Endovascular Treatment of Arteriovenous Access
The presence of a stenosis limiting the duration or quality of dialysis requires treatment to restore the efficiency of the dialysis session. There are many options for treatment of a failing or failed dialysis access to restore this efficiency. First, treatment of stenosis by balloon angioplasty can restore nearly normal flow through the conduit. Second, as the stenosis recurs the scarring process may return more rapidly despite adequate venous out-flow caused by activation of the scarring process and early restenosis. In this setting, a mechanical barrier to the restenosis is sometimes needed. Bare-metal stents have been used in the setting but allow the recurrence of stenosis through the interstices of the stent. After this recurrence there are two alternatives: first, mechanically altering the rate of recurrence by trying to block the in-growth of scar tissue and intimal hyperplasia; or second, by altering the scarring process using topical drug application from a drug-coated balloon. Which is chosen depends on the underlying pathophysiology in the patient’s history. Longer lesions may be better treated by drug-coated balloon although this remains only a hypothesis. Mechanical recoil of a short segment may still benefit from bare-metal stent placement or, after recurrence, may necessitate a covered stent placement.

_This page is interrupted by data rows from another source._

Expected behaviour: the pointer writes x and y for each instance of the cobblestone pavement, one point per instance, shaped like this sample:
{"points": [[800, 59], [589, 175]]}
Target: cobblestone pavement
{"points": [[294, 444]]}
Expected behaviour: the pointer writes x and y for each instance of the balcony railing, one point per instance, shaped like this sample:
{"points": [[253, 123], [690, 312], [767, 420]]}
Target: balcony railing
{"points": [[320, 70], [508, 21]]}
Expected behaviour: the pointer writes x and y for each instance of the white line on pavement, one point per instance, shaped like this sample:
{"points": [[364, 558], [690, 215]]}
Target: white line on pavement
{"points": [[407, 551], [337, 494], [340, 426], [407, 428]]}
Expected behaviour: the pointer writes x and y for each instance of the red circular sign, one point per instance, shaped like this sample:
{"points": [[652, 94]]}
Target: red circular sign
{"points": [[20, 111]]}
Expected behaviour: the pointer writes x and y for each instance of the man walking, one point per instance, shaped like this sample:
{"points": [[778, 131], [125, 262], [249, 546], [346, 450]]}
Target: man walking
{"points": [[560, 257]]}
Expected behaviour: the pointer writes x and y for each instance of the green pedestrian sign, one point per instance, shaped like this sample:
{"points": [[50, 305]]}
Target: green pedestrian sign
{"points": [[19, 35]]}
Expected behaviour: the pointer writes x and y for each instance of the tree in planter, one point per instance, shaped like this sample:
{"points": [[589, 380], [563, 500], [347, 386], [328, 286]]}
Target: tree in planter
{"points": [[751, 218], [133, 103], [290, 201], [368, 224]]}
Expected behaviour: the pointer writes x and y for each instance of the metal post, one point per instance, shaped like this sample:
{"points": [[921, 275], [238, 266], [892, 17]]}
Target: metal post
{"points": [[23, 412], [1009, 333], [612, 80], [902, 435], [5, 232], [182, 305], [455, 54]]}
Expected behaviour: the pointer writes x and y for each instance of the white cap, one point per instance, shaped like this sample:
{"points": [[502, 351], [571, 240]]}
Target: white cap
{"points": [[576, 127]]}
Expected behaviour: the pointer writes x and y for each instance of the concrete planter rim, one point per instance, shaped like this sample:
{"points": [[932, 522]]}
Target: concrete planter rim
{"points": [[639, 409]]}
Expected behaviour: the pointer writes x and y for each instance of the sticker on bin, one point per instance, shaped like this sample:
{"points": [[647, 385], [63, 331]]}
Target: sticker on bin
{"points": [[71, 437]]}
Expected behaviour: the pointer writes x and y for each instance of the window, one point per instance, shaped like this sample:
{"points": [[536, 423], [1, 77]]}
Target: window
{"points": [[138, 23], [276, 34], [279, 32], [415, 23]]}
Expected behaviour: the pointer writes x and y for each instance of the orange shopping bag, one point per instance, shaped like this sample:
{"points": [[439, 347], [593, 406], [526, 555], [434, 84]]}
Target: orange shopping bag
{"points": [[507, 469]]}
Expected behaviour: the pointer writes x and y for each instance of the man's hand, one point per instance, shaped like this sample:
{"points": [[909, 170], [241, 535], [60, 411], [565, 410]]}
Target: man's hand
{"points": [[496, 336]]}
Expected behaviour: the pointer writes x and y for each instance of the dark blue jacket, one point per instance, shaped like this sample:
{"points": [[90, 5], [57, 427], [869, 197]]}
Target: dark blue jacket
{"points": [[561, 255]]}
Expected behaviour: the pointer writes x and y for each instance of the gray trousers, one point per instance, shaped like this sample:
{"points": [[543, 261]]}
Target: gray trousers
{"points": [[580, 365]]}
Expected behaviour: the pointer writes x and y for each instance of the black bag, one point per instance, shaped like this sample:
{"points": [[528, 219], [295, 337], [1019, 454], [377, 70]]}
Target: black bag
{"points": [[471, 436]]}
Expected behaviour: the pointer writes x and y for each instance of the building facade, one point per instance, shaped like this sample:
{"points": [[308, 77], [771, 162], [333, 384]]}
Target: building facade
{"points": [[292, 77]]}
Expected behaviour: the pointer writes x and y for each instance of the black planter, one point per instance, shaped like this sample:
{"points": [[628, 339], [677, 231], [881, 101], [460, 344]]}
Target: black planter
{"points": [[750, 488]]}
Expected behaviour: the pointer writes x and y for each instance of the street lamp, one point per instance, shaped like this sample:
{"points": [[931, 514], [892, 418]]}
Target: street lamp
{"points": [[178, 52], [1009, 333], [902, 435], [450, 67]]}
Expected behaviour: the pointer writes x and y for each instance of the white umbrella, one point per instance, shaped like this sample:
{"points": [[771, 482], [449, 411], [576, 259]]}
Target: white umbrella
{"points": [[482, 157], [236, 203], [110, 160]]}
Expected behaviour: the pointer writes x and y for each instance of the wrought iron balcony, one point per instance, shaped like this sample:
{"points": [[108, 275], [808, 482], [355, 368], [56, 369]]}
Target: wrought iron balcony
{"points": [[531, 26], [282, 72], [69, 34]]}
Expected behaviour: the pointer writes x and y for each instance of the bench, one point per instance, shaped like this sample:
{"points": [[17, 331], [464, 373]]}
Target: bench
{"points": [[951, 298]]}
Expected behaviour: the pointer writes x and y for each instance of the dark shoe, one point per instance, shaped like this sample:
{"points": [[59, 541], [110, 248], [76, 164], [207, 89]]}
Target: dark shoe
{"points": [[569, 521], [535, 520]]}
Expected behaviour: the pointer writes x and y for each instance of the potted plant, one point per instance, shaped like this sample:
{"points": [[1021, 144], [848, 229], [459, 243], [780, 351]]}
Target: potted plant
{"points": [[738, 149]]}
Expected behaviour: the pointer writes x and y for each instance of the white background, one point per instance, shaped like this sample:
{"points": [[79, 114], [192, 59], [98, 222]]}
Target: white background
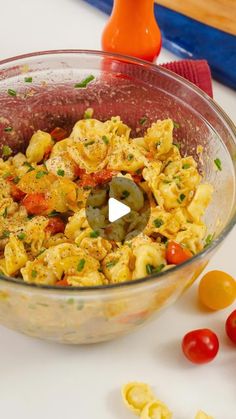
{"points": [[44, 380]]}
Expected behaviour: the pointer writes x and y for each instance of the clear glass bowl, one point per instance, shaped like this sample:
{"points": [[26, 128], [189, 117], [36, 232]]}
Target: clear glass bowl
{"points": [[132, 89]]}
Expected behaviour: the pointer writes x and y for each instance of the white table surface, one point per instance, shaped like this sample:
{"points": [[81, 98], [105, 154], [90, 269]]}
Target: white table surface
{"points": [[45, 380]]}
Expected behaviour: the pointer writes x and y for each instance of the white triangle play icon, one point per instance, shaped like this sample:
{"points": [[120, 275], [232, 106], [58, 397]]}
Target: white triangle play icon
{"points": [[116, 210]]}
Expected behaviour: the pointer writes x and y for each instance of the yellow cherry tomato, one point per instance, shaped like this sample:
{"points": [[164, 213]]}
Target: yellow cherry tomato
{"points": [[217, 290]]}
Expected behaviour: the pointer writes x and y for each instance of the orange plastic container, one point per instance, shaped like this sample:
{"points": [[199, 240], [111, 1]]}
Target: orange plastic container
{"points": [[132, 30]]}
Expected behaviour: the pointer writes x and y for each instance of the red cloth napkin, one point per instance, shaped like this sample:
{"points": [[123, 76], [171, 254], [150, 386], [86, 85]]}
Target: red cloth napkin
{"points": [[196, 71]]}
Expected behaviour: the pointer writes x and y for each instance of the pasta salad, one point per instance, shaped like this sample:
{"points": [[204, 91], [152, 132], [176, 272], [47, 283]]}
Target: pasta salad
{"points": [[45, 236]]}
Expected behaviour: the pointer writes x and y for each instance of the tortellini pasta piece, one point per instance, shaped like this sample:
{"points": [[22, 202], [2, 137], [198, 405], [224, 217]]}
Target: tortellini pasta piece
{"points": [[15, 255], [98, 247], [61, 164], [151, 175], [64, 194], [37, 272], [202, 415], [91, 147], [55, 258], [116, 265], [35, 233], [40, 143], [136, 396], [116, 126], [123, 189], [36, 181], [192, 236], [200, 201], [90, 279], [156, 410], [88, 129], [125, 156], [61, 147], [76, 224], [148, 258], [159, 138]]}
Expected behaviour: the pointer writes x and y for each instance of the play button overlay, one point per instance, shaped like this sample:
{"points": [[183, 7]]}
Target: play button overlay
{"points": [[118, 210]]}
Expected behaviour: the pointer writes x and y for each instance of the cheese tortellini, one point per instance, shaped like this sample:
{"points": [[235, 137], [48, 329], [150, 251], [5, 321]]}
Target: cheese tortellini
{"points": [[140, 399], [45, 233]]}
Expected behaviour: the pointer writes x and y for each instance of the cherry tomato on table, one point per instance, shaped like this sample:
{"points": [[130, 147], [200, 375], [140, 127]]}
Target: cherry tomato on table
{"points": [[176, 254], [230, 326], [217, 290], [200, 346]]}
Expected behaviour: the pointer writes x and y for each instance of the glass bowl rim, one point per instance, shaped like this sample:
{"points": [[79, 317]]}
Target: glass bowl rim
{"points": [[153, 67]]}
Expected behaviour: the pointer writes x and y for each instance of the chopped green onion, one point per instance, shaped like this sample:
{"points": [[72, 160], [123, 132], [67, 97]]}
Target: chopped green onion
{"points": [[218, 164], [40, 174], [5, 234], [81, 264], [16, 180], [88, 113], [8, 129], [181, 198], [150, 269], [89, 143], [159, 268], [94, 234], [143, 120], [83, 83], [111, 264], [6, 151], [125, 194], [6, 175], [186, 166], [40, 252], [21, 236], [105, 139], [28, 79], [209, 239], [11, 92], [5, 213], [70, 301], [61, 172], [130, 157], [158, 222], [27, 164], [53, 214], [176, 125]]}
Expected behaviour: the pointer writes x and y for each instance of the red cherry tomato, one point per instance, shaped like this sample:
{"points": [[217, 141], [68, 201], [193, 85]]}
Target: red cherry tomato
{"points": [[58, 134], [230, 326], [62, 283], [16, 193], [78, 171], [176, 254], [200, 346], [35, 203], [55, 225], [96, 178]]}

Access Stenosis versus Thrombosis
Invariably, an access becomes stenotic before it occludes ( Fig. 39.4 ). The timing of the diagnosis of the problems with a given arteriovenous access determines whether the treatment will be management of a stenosis or an occlusion. For all practical purposes, an occlusion is simply the continuation of the process started by an arteriovenous access stenosis. As the flow becomes more restricted and the out-flow vessel more damaged, the risk of access thrombosis goes up. For this reason, treatment of an access thrombosis is often quite similar to that used for treatment of an access stenosis. In the setting of thrombosis, crossing the lesion is similar to that of a stenotic access; nonetheless, the presence of thrombus within the access requires that thrombus be removed either mechanically or pharmacologically. Both may need to be used in any given patient. Although clinically significant effects from any clot that may be embolized are rare, the clot underlying the thrombosis invariably gets released, most commonly into the pulmonary vascular bed. With a higher clot burden, thrombolysis becomes more attractive because it allows the clot to be liquefied and flow more easily out of the access.